Di Kabupaten Bantaeng, Sulawesi Selatan, misalnya. Jelas saja peristiwa itu  menambah panjang daftar kasus perkawinan anak. Dari data tim Penggerak Pembinaan Kesejahteraan Keluarga (PKK) Sulawesi Selatan terungkap, sepanjang Januari hingga Agustus 2018 sudah ada 720 kasus perkawinan anak di wilayah itu.
Jika dibuka lebih lebar lagi, sesungguhnya perkawinan anak tidak hanya terjadi di daerah tertentu saja. Praktiknya terjadi di seluruh Indonesia. Ada 20 provinsi di Indonesia masih memiliki prevalensi perkawinan usia anak yang lebih tinggi daripada angka rata-rata nasional 22,82 persen.
Prevalensi perkawinan anak, menurut koalisi perempuan, terbesar ada di Sulawesi Barat (34,22 persen) disusul Kalimantan Selatan (33,68 persen), Kalimantan Tengah (33,56 persen), Kalimantan Barat (33,21 persen), dan Sulawesi Tengah (31,91 persen).

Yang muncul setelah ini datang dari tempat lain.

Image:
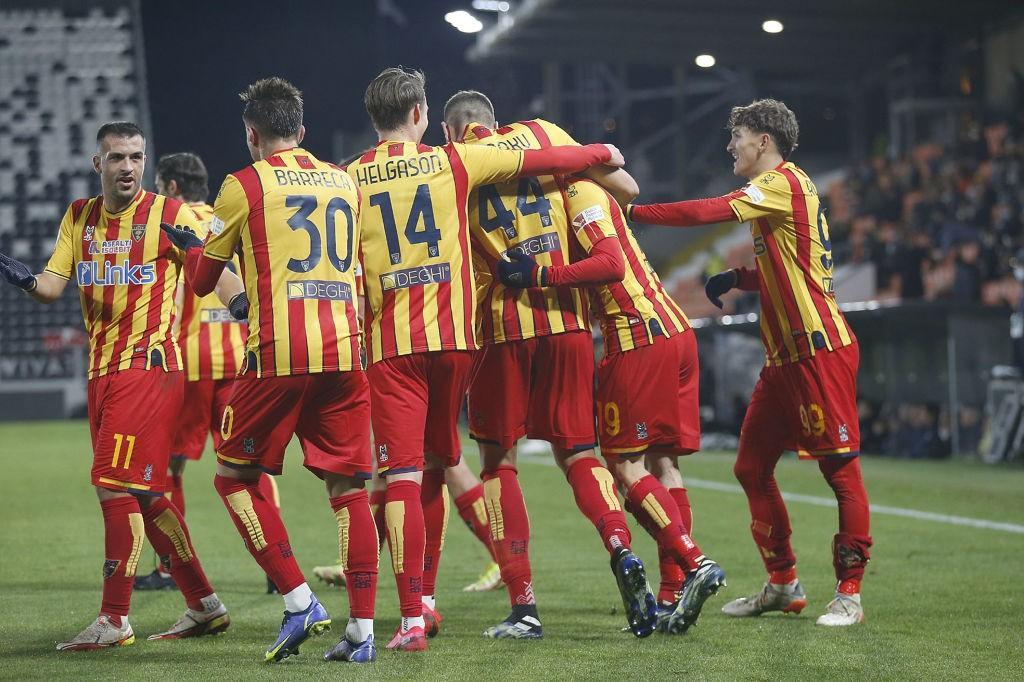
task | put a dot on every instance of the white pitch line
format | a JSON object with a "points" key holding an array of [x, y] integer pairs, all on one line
{"points": [[830, 502]]}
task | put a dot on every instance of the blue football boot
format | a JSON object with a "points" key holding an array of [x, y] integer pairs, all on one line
{"points": [[352, 651], [699, 586], [296, 628], [641, 607]]}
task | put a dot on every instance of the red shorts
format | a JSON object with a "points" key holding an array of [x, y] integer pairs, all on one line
{"points": [[131, 417], [416, 402], [809, 407], [541, 387], [201, 412], [329, 412], [648, 397]]}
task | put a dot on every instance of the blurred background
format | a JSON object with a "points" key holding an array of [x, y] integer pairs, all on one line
{"points": [[911, 119]]}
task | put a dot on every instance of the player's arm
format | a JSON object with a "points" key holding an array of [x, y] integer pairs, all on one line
{"points": [[205, 262], [766, 195], [615, 181], [485, 164]]}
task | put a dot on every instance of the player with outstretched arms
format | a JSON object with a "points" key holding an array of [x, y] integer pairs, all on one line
{"points": [[126, 270], [806, 398], [535, 374], [212, 341], [421, 314], [294, 219]]}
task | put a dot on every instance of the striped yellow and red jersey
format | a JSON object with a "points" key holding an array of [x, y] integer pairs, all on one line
{"points": [[799, 313], [212, 341], [293, 219], [419, 275], [632, 312], [525, 214], [127, 271]]}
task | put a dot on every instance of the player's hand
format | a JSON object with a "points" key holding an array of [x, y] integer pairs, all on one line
{"points": [[239, 306], [16, 272], [720, 284], [616, 160], [520, 271], [182, 238]]}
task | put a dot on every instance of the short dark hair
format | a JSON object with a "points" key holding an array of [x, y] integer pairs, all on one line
{"points": [[273, 108], [188, 171], [466, 107], [771, 117], [119, 129], [390, 96]]}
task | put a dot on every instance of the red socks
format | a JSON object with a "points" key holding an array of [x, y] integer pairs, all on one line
{"points": [[407, 536], [473, 511], [658, 513], [852, 544], [595, 495], [509, 531], [433, 495], [123, 533], [358, 550], [259, 524], [176, 494], [769, 519], [377, 509], [169, 536]]}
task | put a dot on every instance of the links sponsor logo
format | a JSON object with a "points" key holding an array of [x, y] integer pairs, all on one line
{"points": [[112, 246], [417, 276], [541, 244], [321, 290], [91, 273], [216, 316]]}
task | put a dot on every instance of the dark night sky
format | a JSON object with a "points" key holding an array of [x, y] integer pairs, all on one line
{"points": [[200, 54]]}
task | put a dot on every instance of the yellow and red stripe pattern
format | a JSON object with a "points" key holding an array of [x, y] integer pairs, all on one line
{"points": [[293, 221], [212, 342], [419, 273], [793, 251], [632, 312], [527, 214], [127, 271]]}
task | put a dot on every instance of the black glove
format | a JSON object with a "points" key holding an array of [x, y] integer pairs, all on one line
{"points": [[182, 238], [239, 306], [17, 273], [520, 271], [720, 284]]}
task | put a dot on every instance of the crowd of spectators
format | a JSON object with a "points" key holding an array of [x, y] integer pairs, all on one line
{"points": [[939, 223]]}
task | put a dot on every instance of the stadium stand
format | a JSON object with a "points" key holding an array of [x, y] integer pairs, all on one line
{"points": [[64, 71]]}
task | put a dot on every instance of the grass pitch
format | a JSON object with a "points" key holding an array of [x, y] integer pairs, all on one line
{"points": [[942, 600]]}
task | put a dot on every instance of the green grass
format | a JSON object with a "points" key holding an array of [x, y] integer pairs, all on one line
{"points": [[942, 600]]}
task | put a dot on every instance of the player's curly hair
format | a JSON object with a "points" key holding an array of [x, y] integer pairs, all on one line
{"points": [[467, 107], [273, 108], [771, 117], [119, 129], [188, 171], [390, 96]]}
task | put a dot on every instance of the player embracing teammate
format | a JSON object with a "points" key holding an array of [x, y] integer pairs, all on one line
{"points": [[806, 396]]}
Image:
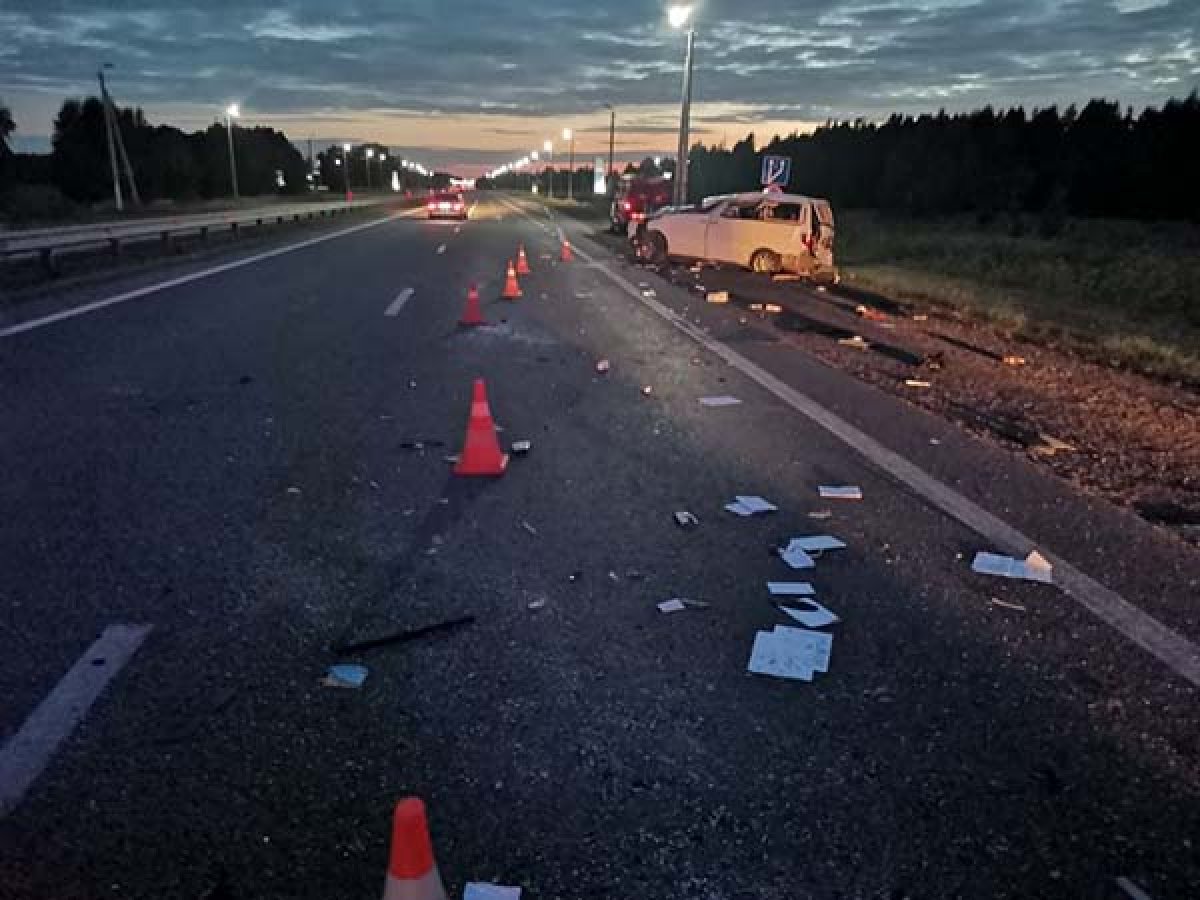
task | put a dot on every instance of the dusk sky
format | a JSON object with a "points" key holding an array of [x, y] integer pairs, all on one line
{"points": [[475, 84]]}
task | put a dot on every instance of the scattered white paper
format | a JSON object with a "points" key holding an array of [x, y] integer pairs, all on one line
{"points": [[479, 891], [796, 557], [817, 543], [811, 615], [756, 504], [790, 653], [1033, 568], [791, 588], [847, 492]]}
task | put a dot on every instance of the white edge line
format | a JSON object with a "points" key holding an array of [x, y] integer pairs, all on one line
{"points": [[27, 754], [399, 303], [21, 328], [1171, 648]]}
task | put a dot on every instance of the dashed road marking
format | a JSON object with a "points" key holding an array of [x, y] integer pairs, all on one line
{"points": [[396, 305], [29, 751]]}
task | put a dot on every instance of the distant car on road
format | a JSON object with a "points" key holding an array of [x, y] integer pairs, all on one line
{"points": [[637, 198], [447, 205], [768, 232]]}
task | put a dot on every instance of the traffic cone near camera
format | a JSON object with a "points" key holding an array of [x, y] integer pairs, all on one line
{"points": [[511, 286], [481, 450], [472, 315], [412, 870]]}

Lantas, apakah pemerintah diam?
Tidak. Menteri Pemberdayaan Perempuan dan Perlindungan Anak (PPPA) Yohana Susana Yembise malah mendorong batas terendah perkawinan pada Undang-Undang Nomor 1 Tahun 1974 tentang Perkawinan dinaikkan, terutama bagi perempuan, untuk mencegah pernikahan anak.